Lastly, we have examined the utility of practice effects in predicting treatment response. In a small sample of community-dwelling and cognitively intact older adults, within-session practice effects predicted response to a memory training course: those that showed practice effects displayed larger gains related to the cognitive intervention than those that did not show robust practice effects [66]. Although these findings need to be replicated, practice effects appear to contribute to a clinician’s decision about diagnosis, prognosis, brain pathology, and treatment response, especially in older adults with memory difficulties.

Conclusion

The assessment of cognitive change lies at the very heart of clinical neuropsychology.

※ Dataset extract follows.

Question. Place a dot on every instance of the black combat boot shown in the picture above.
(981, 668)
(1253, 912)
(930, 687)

Understanding change and how we assess it with our various test measures is complex and challenging, yet given an appropriate conceptual framework and some simple statistical tools, it is something that neuropsychologists can do uniquely well. Test–retest practice effects are not simply statistical artifacts and something to be suppressed but rather something to be understood. Especially among older adults, the capacity to learn and benefit from exposures to new experiences to potentially guide future behavior has adaptive value and may be a biological marker of neural integrity that has diagnostic significance.

Clinical Pearls

  • Patients deserve empirically based clinical decisions and recommendations.

  • Test–retest change scores are unique variables with their own statistical and clinical properties that are different from the test measures from which they were derived.

  • Where large positive practice effects are expected, the absence of change may actually reflect a decrement in performance.

  • When planning to perform serial assessments and faced with two tests purported to assess the same cognitive construct, choose the one with the better reliability.

  • Use of alternate forms in serial assessment may attenuate, but not eliminate, practice effects and do not address other factors that affect the interpretation of change scores, namely, bias and error.

  • Test–retest reliabilities of 0.70 or greater are often considered to be the minimum acceptable standard for psychological tests in outcome studies, and practitioners should be wary when interpreting cognitive change scores on tests that have lower reliabilities.

  • The basic form for any reliable change method is a ratio: reliable change (RC) = (change score)/(standard error), where the standard error describes the dispersion of change scores that would be expected if no actual change had occurred.

  • The various reliable change methods reported in the literature primarily vary along two dimensions: (a) whether the change score in the numerator is a simple-difference or a predicted-difference score and (b) whether the standard error in the denominator represents a measure of dispersion (observed or estimated) around the mean of difference scores or around a regression line.

  • Not all neuropsychologists are aware that it is possible to construct regression equations for predicting an individual’s retest performance from his/her baseline performance by simply using sample summary data, for which there is a potential wealth of clinically useful information available in test manuals and the published literature.

  • For computing regression equations using sample summary data for individual cases, see Crawford and Garthwaite’s univariate online calculator, and enter your patient-specific test–retest scores: http://www.abdn.ac.uk/~psy086/dept/regbuild.htm. For multivariate data, see the website at http://www.abdn.ac.uk/~psy086/dept/RegBuild_MR.htm.

  • Although traditionally viewed as a source of bias, practice effects may provide valuable information about a patient’s diagnosis, prognosis, brain pathology, and treatment response, especially for older adults with memory difficulties.